As mentioned in the methods section, only patients admitted to the HIV unit were included in our study population from January 2000 until June 2001. After June 2001, all HIV-related admissions in the hospital were evaluated. This may have skewed some of the data, especially admissions for pregnancy-related issues. Other populations that may have been underrepresented before June 2001 include patients admitted to the surgical service, as well as patients directly admitted to the ICU, who did not survive to be transferred to the HIV unit. Patients with a new HIV diagnosis who were admitted to the general medicine units may not have been transferred to the HIV unit during hospitalization and would not have been recorded before June 2001.

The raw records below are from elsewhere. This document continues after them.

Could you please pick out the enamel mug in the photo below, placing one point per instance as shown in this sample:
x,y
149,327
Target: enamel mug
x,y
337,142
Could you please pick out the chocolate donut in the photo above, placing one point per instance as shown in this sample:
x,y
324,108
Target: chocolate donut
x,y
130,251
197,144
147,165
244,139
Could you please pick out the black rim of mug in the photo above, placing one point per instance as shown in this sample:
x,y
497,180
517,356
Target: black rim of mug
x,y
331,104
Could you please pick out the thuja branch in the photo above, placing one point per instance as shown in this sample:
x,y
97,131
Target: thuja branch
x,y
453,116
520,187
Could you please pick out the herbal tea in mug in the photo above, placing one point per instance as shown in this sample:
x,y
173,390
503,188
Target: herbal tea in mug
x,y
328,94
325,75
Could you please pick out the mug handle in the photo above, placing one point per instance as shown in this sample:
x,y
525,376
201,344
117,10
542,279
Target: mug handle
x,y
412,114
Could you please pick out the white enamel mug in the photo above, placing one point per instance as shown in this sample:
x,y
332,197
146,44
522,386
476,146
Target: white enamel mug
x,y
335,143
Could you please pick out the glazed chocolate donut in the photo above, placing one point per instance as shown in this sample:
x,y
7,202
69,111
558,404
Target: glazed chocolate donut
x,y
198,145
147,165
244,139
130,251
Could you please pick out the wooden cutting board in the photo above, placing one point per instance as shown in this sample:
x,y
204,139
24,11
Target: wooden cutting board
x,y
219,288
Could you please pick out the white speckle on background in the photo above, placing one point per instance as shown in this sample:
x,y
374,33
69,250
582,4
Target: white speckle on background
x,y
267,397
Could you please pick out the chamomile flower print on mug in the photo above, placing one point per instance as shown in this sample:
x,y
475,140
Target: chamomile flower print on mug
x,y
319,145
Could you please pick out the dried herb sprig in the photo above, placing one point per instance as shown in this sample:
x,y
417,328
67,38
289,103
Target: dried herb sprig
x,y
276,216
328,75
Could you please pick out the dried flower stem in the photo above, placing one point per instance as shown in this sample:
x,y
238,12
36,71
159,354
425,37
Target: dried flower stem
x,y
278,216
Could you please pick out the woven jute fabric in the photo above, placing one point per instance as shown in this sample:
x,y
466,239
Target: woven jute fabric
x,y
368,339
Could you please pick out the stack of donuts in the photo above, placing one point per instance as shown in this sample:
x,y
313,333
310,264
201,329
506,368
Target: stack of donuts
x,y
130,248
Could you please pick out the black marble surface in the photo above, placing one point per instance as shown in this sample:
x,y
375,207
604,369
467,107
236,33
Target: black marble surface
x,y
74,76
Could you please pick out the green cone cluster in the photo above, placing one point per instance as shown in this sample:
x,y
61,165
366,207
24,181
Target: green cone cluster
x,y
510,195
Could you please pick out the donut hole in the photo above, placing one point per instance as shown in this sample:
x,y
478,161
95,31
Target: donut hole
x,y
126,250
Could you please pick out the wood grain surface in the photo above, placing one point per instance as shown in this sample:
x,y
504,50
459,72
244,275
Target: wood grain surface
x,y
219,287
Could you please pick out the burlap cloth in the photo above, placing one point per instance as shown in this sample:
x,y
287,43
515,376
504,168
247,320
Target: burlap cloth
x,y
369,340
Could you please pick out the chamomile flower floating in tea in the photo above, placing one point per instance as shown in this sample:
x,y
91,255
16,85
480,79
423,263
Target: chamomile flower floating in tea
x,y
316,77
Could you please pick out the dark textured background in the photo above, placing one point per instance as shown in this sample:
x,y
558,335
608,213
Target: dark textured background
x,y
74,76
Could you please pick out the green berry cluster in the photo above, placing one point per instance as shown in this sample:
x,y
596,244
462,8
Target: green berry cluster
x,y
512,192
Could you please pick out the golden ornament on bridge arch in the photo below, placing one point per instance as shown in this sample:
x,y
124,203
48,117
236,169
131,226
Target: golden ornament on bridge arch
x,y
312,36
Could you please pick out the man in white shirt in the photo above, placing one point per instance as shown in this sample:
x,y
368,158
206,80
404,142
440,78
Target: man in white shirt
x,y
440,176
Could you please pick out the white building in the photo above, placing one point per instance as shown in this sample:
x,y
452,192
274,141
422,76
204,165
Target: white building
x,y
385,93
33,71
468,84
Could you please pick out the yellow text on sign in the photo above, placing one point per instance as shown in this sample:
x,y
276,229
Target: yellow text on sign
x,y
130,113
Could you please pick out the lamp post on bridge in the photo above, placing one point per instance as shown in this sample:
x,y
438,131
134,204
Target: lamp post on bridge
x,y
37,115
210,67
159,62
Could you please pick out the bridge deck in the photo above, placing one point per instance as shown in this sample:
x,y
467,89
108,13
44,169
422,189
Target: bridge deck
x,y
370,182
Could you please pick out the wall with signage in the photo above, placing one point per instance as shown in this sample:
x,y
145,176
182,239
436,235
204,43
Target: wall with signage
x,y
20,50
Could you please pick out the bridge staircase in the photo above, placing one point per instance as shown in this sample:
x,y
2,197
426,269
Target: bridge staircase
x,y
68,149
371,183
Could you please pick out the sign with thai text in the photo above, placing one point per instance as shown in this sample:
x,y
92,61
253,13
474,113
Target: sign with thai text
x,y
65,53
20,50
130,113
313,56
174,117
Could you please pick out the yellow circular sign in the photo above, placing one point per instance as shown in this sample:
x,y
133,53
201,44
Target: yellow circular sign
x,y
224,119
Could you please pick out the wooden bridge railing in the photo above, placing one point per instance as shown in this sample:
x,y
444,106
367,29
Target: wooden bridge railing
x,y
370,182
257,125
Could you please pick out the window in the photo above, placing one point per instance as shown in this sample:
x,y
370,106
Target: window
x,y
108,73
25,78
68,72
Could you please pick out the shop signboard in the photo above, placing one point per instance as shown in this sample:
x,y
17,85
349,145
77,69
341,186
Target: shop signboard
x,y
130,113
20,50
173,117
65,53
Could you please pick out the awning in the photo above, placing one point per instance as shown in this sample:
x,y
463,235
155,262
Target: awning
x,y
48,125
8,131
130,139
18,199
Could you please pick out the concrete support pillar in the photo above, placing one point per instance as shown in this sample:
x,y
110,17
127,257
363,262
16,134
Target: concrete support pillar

Other limitations to our study were the retrospective nature of the evaluation, that it only looked at admission patterns at one hospital, and that the impact of outside factors may have significantly affected the admission patterns and demographics of our study population. However, our hospital is a typical inner-city urban hospital, and these findings may be consistent with findings in similar hospitals in the United States and perhaps in other developed countries. Also, demographic changes in the inner city may reflect the ongoing real estate boom and immigration patterns, which also likely affect other inner-city hospitals.
In conclusion, the demographics in our inpatient population have changed significantly. These changes may be reflective of locally related as well as HIV-related issues. However, there has been a significant change in the reasons for admission among HIV-infected patients, with more patients admitted with internal medicine problems. These changes challenge HIV specialists caring for hospitalized HIV-infected patients to be well-versed in internal medicine as well as HIV-related diagnoses.
Dr Pulvirenti reports serving as a speaker for Bristol-Myers Squibb and for GlaxoSmithKline. No other potential conflict of interest relevant to this article was reported by the authors.